One of the only studies that bears on the issue of ligand strain was published by Perola and Charifson in 2004 [29]. The authors examined ligand strain in a number of public structures from the RCSB database and proprietary structures from Vertex internal collection and found that 10% of the ligand structures examined had high strain (10 kcal/mol or greater above the global minimum). The two examples discussed above, 1A8T and 1A4K, are both part of the Perola dataset. Clearly these two ligand structures have high strain energies due to errors in fitting and not due to a fundamental property of the ligand’s conformation in complex with the protein. Close examination of the rest of the models for the ligands (where structure factors are available) showed that a number of them are incorrect, and re-solving them provided lower energy structures in about 85% of the cases [30]. Recent re-examination of the Perola dataset by the Snyder group has provided further insights into the large strain energies originally reported [31]. It is therefore most likely that the vast majority of ligand conformations in complex with a protein show strain energies less than 6 kcal/mol, unless the ligand is rather large [32]. Those ligand conformations with strain energies higher than 10 kcal/mol are almost certainly incorrect. As such low ligand strain should be among the criteria for selection of structures for pose prediction, as structures with high strain are very likely to arise from errors in the fitting process.

It is clear from the foregoing discussion that, while crystal structures are an invaluable source of information on protein–ligand binding, these structures are not without many sources of confounding errors. These errors, those inherent to the data and the process of fitting, as well as those introduced by human error or the insufficiencies of the fitting program, should be borne in mind before using crystal structure data. The selection of a reliable set of structures for pose prediction is a therefore not a trivial task. An excellent study considering these issues can be found in Hartshorn et al. [33].

Virtual screening

Virtual screening can be defined as any method that ranks a set of compounds by some score. Successful virtual screening relies on having a scoring method that assigns good scores to interesting molecules (usually defined as active against a target protein of interest) and worse scores to uninteresting (inactive) molecules. Accordingly a successful virtual screen will provide, from the top of this ranked list, a set of compounds for experimental screening that is highly enriched in active molecules. This topic has been of great interest both in academia and in the pharmaceutical industry in recent years, and a large number of publications have appeared on the subject. While a few of the publications have investigated virtual screening conducted prospectively [3436], the vast majority have been concentrated in the area of retrospective virtual screening. In the rest of this article we shall concern ourselves solely with the retrospective experiments. The goal of such experiments is often to identify an application that performs well on a given target, or across a wide range of targets, with a view to utilizing this application in prospective virtual screens.

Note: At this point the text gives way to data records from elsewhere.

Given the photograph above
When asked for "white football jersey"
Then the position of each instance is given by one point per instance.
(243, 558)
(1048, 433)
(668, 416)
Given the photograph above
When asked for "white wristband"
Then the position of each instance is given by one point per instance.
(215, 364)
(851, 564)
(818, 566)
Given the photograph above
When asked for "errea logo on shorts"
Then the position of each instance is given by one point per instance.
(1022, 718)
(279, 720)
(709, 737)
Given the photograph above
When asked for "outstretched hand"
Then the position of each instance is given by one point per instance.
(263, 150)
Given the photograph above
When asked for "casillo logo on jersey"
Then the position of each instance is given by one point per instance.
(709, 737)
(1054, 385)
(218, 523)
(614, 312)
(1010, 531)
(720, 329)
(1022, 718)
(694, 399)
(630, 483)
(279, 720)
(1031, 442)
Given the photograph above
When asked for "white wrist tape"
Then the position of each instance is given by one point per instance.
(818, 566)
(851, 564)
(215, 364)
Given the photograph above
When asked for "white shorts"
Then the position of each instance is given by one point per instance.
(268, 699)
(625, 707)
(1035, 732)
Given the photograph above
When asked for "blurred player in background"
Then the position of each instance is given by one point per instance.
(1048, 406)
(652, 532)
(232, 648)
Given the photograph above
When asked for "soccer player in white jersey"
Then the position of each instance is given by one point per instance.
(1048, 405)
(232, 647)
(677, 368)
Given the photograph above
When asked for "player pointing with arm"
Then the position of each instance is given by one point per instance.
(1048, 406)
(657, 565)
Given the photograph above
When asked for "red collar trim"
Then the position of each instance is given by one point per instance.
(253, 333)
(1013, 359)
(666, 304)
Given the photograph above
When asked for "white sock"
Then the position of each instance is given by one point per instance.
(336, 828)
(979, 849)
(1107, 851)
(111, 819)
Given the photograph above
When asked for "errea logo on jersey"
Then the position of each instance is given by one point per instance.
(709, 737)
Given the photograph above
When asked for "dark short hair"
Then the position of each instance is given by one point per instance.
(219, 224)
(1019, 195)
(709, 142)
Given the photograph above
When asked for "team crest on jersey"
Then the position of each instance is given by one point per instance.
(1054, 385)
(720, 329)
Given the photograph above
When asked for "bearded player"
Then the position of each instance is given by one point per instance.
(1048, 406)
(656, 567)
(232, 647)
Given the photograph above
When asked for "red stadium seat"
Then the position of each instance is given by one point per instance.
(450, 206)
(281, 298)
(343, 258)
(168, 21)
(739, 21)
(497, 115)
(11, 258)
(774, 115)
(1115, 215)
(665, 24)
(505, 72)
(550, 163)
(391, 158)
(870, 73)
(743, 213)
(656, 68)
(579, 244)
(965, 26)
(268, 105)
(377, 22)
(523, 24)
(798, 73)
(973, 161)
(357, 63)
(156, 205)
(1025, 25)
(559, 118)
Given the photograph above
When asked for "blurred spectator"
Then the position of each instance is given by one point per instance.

There are a number of approaches to quantitating the success of a particular tool for virtual screening. The most often used, and simplest to calculate, is enrichment at a given percentage of the database screened. Enrichment (EF) is defined according to Eq. 3 Footnote 3 (Hits x%sampled  = number of hits found at x% of the database screened, N x%sampled  = number of compounds screened at x% of the database, Hitstotal = number of actives in entire database, Ntotal = number of compounds in entire database).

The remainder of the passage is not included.